🔥 kubectl-prof: Profile Your Kubernetes Apps Without Touching Them
Have you ever needed to debug a performance issue in a production Kubernetes pod and thought: "I wish I could just attach a profiler without restarting anything"?
That's exactly what kubectl-prof solves.
It's a kubectl plugin that lets you profile running pods — generating FlameGraphs, JFR files, heap dumps, thread dumps, memory dumps, and more — without modifying your deployments, without restarting pods, and with minimal overhead.
✨ What Makes It Special?
- 🎯 Zero modifications — attach to any running pod, no sidecar needed
- 🌐 Multi-language — Java, Go, Python, Ruby, Node.js, Rust, Clang/Clang++, PHP, .NET
- 📊 Rich output formats — FlameGraphs, JFR, SpeedScope, thread dumps, heap dumps, GC dumps, memory dumps, memory flamegraphs, allocation summaries, and more
- ⚡ Low overhead — minimal impact on production workloads
- 🔄 Continuous profiling — support for both one-shot and interval-based modes
- 🐳 Multiple runtimes —
containerdandCRI-Osupported
🚀 Quick Start
Install via Krew:
kubectl krew index add kubectl-prof https://github.com/josepdcs/kubectl-prof
kubectl krew install kubectl-prof/prof
Profile a Java app for 1 minute and get a FlameGraph:
kubectl prof my-pod -t 1m -l java
Profile a Python app and save the output to /tmp:
kubectl prof my-pod -t 1m -l python --local-path=/tmp
That's it. A profiling Job is spun up on the same node, profiles the target pod, and delivers the result back to your terminal.
🔧 How It Works
When you run kubectl prof, it:
- Identifies the node where your target pod is running
- Launches a Kubernetes Job on that same node with the appropriate profiling agent image
- The agent attaches to the running container process using language-specific tools
- Results are streamed back and saved locally
No changes to your application. No restarts. No sidecars.
💻 Language Support
☕ Java (JVM)
kubectl-prof supports both async-profiler and jcmd:
# FlameGraph (default, uses async-profiler)

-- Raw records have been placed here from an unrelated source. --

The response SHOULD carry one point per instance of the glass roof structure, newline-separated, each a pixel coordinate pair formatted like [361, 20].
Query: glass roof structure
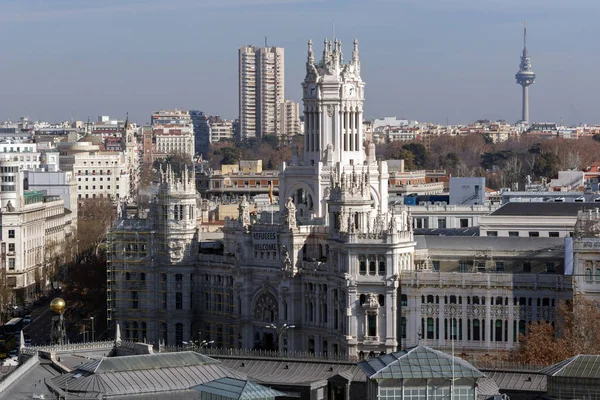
[238, 389]
[580, 366]
[419, 362]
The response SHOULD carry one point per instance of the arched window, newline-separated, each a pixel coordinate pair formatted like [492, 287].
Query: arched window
[179, 301]
[178, 334]
[362, 269]
[429, 328]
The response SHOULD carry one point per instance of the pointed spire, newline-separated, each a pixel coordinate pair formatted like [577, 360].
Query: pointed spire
[525, 53]
[118, 336]
[325, 50]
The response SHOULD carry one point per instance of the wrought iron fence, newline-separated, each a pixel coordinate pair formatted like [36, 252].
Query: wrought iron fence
[271, 354]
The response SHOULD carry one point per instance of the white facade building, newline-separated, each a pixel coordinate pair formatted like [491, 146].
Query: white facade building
[221, 130]
[31, 223]
[173, 139]
[467, 191]
[340, 265]
[25, 154]
[98, 174]
[290, 119]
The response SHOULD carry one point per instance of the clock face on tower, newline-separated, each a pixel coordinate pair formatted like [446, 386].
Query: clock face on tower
[351, 91]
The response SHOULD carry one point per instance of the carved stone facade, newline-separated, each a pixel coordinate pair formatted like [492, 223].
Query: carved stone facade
[341, 265]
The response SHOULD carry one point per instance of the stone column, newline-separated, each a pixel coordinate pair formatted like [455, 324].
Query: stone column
[391, 318]
[313, 122]
[351, 130]
[358, 137]
[346, 130]
[488, 326]
[318, 131]
[441, 317]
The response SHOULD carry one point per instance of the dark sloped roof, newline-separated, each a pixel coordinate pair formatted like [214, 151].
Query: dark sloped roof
[580, 366]
[471, 231]
[238, 389]
[487, 388]
[146, 361]
[164, 372]
[418, 362]
[292, 372]
[501, 243]
[543, 209]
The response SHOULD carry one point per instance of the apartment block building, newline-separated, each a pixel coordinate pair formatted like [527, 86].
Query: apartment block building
[261, 91]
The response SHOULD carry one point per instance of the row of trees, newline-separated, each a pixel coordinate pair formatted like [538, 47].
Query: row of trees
[269, 149]
[503, 164]
[575, 331]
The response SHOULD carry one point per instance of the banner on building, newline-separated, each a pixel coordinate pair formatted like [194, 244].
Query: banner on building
[264, 241]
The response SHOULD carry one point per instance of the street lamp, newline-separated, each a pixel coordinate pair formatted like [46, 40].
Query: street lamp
[280, 330]
[93, 331]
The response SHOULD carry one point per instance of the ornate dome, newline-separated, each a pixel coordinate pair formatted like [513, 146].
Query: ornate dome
[58, 305]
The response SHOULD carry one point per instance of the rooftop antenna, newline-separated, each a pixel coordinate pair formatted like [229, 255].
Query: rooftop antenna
[333, 29]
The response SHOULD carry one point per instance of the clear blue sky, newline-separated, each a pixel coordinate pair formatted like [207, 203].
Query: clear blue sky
[429, 60]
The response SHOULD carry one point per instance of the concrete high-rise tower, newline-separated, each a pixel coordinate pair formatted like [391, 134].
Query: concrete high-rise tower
[261, 90]
[525, 77]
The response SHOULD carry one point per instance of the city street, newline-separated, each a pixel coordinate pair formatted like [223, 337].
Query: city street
[39, 328]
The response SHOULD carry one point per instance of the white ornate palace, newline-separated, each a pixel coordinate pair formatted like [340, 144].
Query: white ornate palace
[341, 267]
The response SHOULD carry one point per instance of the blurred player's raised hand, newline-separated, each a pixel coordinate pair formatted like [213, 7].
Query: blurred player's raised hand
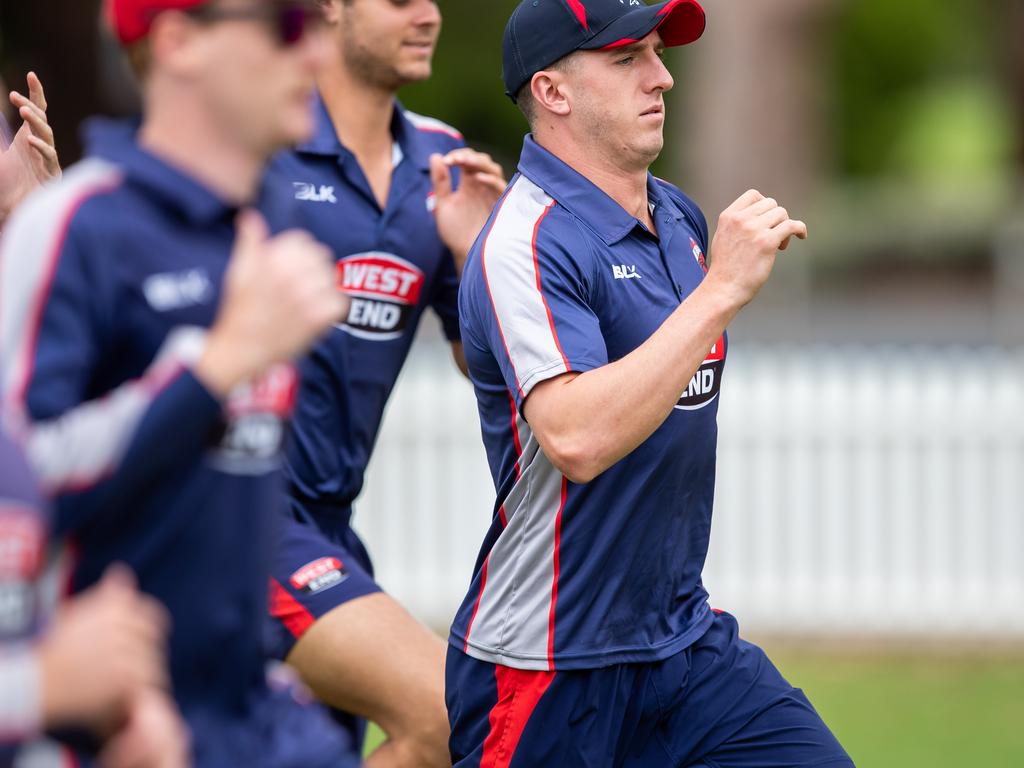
[280, 295]
[32, 158]
[462, 213]
[751, 232]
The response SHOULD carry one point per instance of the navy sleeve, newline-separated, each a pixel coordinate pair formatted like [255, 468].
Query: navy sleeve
[23, 559]
[87, 452]
[535, 306]
[445, 298]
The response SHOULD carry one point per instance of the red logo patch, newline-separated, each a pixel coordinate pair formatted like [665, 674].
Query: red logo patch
[318, 574]
[384, 291]
[272, 393]
[23, 543]
[698, 255]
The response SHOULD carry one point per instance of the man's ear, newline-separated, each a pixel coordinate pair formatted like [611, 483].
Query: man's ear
[550, 92]
[169, 41]
[331, 10]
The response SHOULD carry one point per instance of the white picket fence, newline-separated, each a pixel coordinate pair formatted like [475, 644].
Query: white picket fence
[861, 491]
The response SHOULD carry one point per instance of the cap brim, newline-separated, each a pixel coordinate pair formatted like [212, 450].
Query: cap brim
[679, 23]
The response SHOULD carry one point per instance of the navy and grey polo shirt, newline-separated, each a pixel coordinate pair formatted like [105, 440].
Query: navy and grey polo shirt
[110, 280]
[393, 264]
[585, 576]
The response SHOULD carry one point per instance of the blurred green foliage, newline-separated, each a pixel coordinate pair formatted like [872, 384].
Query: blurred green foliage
[913, 87]
[915, 91]
[466, 89]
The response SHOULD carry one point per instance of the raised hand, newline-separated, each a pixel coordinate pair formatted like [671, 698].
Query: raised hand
[32, 158]
[462, 213]
[280, 295]
[751, 232]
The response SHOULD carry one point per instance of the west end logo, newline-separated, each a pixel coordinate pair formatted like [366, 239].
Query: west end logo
[707, 382]
[384, 291]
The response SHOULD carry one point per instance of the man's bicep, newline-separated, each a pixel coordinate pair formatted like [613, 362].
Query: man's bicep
[544, 326]
[547, 404]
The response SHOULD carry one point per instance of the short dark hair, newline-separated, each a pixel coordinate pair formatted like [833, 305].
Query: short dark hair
[524, 98]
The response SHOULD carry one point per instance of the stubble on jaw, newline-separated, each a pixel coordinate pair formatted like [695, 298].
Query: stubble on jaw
[597, 118]
[370, 66]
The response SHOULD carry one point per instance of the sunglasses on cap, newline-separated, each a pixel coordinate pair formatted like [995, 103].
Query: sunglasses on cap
[289, 19]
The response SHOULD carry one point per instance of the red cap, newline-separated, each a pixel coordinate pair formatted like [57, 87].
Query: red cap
[130, 19]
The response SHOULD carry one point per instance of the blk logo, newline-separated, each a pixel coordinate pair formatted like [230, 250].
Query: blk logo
[311, 194]
[622, 271]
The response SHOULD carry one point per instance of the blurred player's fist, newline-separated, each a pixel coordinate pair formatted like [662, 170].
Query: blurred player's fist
[279, 297]
[104, 647]
[751, 232]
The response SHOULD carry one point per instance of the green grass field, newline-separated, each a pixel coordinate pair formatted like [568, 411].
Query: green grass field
[901, 710]
[905, 711]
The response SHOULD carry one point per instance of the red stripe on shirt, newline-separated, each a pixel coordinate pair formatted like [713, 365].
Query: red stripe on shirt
[289, 611]
[20, 389]
[554, 581]
[537, 269]
[476, 606]
[486, 283]
[518, 693]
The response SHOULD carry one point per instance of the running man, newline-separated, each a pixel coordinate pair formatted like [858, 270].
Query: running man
[595, 337]
[375, 183]
[146, 333]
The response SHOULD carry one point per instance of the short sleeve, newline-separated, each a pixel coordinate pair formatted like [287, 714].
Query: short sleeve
[444, 299]
[541, 323]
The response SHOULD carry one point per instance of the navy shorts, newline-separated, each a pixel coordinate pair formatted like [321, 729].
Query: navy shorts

kubectl prof mypod -t 5m -l java -o flamegraph
# JFR recording
kubectl prof mypod -t 5m -l java -o jfr
# Thread dump
kubectl prof mypod -l java -o threaddump
# Heap dump
kubectl prof mypod -l java -o heapdump --tool jcmd
# Heap histogram
kubectl prof mypod -l java -o heaphistogram --tool jcmd
You can also target specific profiling events with async-profiler:
# CPU (default: ctimer), memory allocation, or lock contention
kubectl prof mypod -t 5m -l java -e alloc
kubectl prof mypod -t 5m -l java -e lock
And pass extra arguments directly to async-profiler:
# Wall-clock profiling in per-thread mode
kubectl prof mypod -t 5m -l java -e wall --async-profiler-args -t
For Alpine-based containers, add --alpine:
kubectl prof mypod -t 1m -l java -o flamegraph --alpine
🐍 Python
Uses py-spy under the hood:
kubectl prof mypod -t 1m -l python -o flamegraph
kubectl prof mypod -l python -o threaddump
kubectl prof mypod -t 1m -l python -o speedscope
🧠 Memory Profiling with Memray
For memory profiling, kubectl-prof now integrates Memray — Bloomberg's powerful Python memory profiler. While py-spy reveals where your CPU time goes, memray reveals where your memory goes: every allocation, every deallocation, tracked in real time.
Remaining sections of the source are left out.